今年1月、それまでリアリティスターのカイリー・ジェンナーが保持していた1800万件超えという史上最多「いいね」の記録を破るべく、突如、開設されたアカウント「world_record_egg(世界記録を持つ卵)」。
何の変哲もない1個の卵は、世界中のユーザーたちの協力を得て現在までに5200万件の「いいね」を獲得し、見事トップの座に躍り出た。
それから1カ月、「ユージーン(Eugene)」と名づけられたこの卵に異変が…。
ユージーンの殻には、数日おきに少しずつ、ヒビが入り始めていた。
「一体、中からは何が出てくるんだろう? 」と人々が大きな期待を寄せるなか、ある動画が公開に。
映像の中で、なんと、ユージーンは木っ端みじんに割れてしまった。
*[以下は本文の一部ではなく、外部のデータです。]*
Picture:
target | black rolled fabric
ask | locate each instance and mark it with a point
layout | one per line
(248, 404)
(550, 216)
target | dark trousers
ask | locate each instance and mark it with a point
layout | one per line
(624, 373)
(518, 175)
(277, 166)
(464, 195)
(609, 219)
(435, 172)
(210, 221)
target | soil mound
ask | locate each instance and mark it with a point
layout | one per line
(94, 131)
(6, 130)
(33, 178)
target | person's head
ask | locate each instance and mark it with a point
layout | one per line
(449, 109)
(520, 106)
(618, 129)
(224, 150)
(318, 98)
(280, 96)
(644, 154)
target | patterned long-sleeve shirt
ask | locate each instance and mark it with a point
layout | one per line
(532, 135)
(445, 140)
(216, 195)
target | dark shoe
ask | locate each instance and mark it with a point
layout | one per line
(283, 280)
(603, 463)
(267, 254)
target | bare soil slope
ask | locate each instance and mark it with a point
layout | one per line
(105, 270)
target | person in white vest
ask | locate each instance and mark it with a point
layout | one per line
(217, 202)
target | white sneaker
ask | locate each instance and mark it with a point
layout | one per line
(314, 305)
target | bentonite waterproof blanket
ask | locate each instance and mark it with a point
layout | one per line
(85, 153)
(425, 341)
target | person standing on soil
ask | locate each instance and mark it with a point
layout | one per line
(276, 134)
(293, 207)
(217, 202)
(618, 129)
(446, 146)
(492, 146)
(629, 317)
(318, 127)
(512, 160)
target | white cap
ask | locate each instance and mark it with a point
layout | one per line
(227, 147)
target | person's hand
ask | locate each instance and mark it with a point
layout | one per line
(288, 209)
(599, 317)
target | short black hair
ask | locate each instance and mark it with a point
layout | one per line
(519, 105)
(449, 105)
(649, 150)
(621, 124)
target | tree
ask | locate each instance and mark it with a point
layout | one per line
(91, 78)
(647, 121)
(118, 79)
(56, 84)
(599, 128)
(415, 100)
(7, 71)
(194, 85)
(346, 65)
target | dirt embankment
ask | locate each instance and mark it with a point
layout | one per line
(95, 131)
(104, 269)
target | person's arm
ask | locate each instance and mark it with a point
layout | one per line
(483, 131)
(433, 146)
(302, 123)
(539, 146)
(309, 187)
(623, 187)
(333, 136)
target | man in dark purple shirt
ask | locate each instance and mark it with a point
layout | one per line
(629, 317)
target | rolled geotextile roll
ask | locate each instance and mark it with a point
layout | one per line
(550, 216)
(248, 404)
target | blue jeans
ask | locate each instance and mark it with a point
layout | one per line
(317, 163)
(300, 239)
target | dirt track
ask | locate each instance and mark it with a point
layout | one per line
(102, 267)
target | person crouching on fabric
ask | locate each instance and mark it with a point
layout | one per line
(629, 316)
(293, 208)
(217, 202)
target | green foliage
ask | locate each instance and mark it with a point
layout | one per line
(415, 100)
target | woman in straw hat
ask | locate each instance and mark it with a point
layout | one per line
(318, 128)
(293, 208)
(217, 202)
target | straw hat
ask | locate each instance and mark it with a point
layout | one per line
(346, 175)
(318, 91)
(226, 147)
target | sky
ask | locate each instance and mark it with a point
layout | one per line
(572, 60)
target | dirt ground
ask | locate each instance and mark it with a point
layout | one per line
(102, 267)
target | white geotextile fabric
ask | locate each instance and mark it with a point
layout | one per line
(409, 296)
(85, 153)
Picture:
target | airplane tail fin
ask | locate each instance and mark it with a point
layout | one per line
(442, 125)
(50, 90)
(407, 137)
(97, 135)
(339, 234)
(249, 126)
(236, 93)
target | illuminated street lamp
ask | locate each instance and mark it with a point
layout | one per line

突然手にした名声や、SNS上で“いいね”を獲得し続けなければいけないというプレッシャーに耐えきれなくなってしまったのだ…。
ショッキングな展開と見せかけて、じつは、これ、SNSに起因するプレッシャーや不安、ストレスなどに苦しむ現代人に対して、一人で悩んでパンクしてしまうのではなく、誰かに胸の内を話すことで楽になろうと呼びかけるメンタルヘルス・キャンペーンの公共広告。
動画内でも紹介された特設サイト「Talkng Egg(トーキング・エッグ)」)には、世界各国の相談窓口の連絡先リンクが掲載されている。
ユージーンは、動画や投稿に添えられたコメントの中で「SNSのプレッシャーに耐えられなくなっちゃった。もしも、きみも同じような悩みを抱えているなら、誰かに話してみて」、「話したらスッキリしたよ」と、つらい時は一人で抱え込まずに、サポートを求めることの大切さを訴えている。
この動画は、世界中の注目が集まる米NFLのシーズン決勝戦、スーパーボウルの開催後にストリーミングサービスのHuluで先行公開。
いまや世界で最も宣伝効果のある卵となったユージーンだけに、公開前、予告としてフットボールを模したステッチが施されたユージーンの写真が公開された際には、一部では「世界一有名な“卵”が人々に何かを売りつけようとしているようだ」と営利目的な内容の発表が予想されていた。
しかし、フタを開けてみると、ユージーンが自身の立場を活用して訴えたのは、お金儲けのための告知などではなく、SNS時代を生きる人々への重要なメッセージだった。(フロントロウ編集部)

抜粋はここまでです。